In a nation awash with firearms, confiscating Daddy’s Sig Sauer before Junior teaches impudent classmates a thing or two has become a necessary addition to the K-12 curriculum. Teachers once concerned with English, math or science are now tasked with intercepting disaffected wannabe gunslingers before they shoot up the joint.

Scores of guns are seized each year in South Florida schools; hundreds in the state, thousands in America. Broward schools kicked off this semester with the discovery of a loaded, 9 mm Glock in the backpack of a 15-year-old knucklehead at Coconut Creek High School.

Welcome back to school, children. This is not a drill.

South Florida Sun Sentinel columnist Fred Grimm. (Rolando Otero, South Florida Sun Sentinel)

Rolando Otero / Sun Sentinel

South Florida Sun Sentinel columnist Fred Grimm. (Rolando Otero, South Florida Sun Sentinel)

The phenomenon is not limited to high schoolers. Elementary school kids are packing heat. Two years ago, a 10-year-old brought a pistol to Walker Elementary School in Fort Lauderdale. (Last year, teachers in Corpus Christi, Texas discovered a loaded pistol in the backpack of a 4-year-old student.)

Earlier this month, the Washington Post attempted to quantify gun seizures in American schools by reviewing media reports. The Post counted 1,150 newspaper and TV accounts of guns seized in kindergarten-through-12th grade schools last year. That comes to six firearms each day.

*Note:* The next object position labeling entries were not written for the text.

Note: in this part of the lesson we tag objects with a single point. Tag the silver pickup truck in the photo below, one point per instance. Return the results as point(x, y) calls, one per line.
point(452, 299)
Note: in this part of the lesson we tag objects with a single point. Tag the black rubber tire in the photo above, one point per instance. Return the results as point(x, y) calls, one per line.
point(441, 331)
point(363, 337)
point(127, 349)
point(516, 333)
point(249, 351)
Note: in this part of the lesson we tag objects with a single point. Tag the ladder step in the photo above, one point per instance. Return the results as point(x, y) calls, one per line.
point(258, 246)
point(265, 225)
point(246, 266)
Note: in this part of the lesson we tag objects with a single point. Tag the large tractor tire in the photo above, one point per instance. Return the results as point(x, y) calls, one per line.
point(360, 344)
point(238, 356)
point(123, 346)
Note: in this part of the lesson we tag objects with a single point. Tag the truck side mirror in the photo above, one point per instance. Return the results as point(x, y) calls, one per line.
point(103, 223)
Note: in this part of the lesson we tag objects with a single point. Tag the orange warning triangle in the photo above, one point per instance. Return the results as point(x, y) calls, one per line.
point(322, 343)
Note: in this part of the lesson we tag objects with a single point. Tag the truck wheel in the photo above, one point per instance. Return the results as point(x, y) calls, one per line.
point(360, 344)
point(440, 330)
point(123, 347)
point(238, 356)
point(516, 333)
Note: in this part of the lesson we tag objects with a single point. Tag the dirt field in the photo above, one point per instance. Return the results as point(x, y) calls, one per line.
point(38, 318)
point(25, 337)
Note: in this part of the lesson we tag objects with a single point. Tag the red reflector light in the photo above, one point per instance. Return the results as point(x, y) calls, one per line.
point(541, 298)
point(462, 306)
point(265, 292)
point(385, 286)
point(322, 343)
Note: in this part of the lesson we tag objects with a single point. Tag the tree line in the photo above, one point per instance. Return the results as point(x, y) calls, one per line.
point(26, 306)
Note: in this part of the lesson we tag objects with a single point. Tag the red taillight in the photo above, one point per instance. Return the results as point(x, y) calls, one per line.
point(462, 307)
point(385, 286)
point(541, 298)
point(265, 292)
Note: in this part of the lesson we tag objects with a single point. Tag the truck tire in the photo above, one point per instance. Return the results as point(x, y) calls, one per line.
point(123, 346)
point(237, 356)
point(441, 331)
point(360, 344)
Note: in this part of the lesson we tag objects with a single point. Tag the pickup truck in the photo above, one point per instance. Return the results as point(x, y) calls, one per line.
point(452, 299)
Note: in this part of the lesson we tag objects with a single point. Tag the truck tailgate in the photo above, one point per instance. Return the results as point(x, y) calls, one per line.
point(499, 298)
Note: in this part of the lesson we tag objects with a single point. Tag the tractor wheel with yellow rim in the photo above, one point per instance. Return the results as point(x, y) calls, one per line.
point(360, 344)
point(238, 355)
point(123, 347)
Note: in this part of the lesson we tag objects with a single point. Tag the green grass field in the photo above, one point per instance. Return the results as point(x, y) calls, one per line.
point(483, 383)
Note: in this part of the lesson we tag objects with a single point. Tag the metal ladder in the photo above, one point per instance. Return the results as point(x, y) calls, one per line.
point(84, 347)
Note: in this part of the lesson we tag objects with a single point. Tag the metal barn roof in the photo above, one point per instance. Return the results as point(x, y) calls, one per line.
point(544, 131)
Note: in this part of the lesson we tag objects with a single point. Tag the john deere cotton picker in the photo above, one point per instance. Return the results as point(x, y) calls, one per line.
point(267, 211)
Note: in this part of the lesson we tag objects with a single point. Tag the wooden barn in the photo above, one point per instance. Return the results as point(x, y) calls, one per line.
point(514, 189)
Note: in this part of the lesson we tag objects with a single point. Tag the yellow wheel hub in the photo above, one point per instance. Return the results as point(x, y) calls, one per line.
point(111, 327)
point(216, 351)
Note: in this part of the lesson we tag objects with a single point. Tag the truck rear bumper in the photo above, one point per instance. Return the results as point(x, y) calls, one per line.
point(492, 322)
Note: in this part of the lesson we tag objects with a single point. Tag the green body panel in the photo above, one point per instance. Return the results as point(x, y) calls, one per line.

But the Post cautioned that those 1,150 media-documented instances were considerably fewer than the actual number, given that many school districts don’t report gun incidents unless they erupt in violence. Even if schools faithfully reported ordinary seizures, local media might consider a firearm found in a kid’s backpack too commonplace to be newsworthy. Unless the child starts shooting.

But the Post was able to obtain enough data from 47 major large school districts to conclude that student gun seizures have risen a startling 79% over the last five years. “In many communities, the number of guns found has more than doubled, a trend that mirrors a precipitous rise in school shootings,” the Post reported.

Here’s another frightening finding. About 4% of high school students surveyed by the National Center for Educational Statistics admit they had carried a weapon to school at least once in the previous month.

Florida data on gun seizures is limited, but last year, the Naples Daily News reported that Florida school officials had collected 1,151 weapons — both guns and knives — from students in the 2020-21 school year, up from 983 the previous year.

In the 2007-2008 school year, the most recent report I could locate from Broward County schools, school officials commandeered 503 weapons (up from 315 the previous school year).

None of this is all that surprising. In a nation with more firearms than people (estimates range from 350 million to 400 million), it’s statistically inevitable that guns show up in alarming settings — schools, colleges, churches, bars. Last year, the TSA intercepted 134 pistols while scanning passengers at Fort Lauderdale/Hollywood International Airport.

School confiscations jibe with another statistical horror spawned by American’s cowboy gun culture. (An admittedly unfair label, given that sensible civic leaders of Wild West towns like Tombstone, Dodge City, Abilene and Deadwood required visitors to stow their firearms at the sheriff’s office, according to Smithsonian Magazine.)

Researchers with Boston Children’s Hospital published a study in the journal Pediatrics on Oct. 5 that found gun-related deaths among children had surged by 87% between 2011 to 2021. In 2021, 2,590 children died from gunshot wounds, compared to 1,311 in 2011, making firearms the leading cause of juvenile fatalities in America.

Nationwide, one in 47 school-age children — 1.1 million students — attended a school where at least one gun was found and reported on by the media in the 2022-2023 school year. Again, the actual number of kids sharing the schoolhouse with armed classmates would be much, much higher.

Presumably, most kids caught smuggling guns into classrooms were not bent on homicide. Maybe they wanted to impress their buddies or intimidate bullies. Maybe, like their adult counterparts, firearms lent them a sense of empowerment.

But innocent intent is no sure bet in America. Education Week has counted 33 school shootings that resulted in injuries or deaths so far this year, after 51 in 2022, 35 in 2021 and 10 in 2020. It’s a gruesome trend.

If drugs were killing these children, we’d be hellbent to punish the dealers. But for child-on-child gun killings, we’d need to lock-up thousands of negligent parents, the real culprits responsible for this crisis. Researchers with the Journal of Urban Health estimated that 4.6 million American kids live in households where guns are loaded and accessible to children.

Which explains why so many American kids come to class locked and loaded.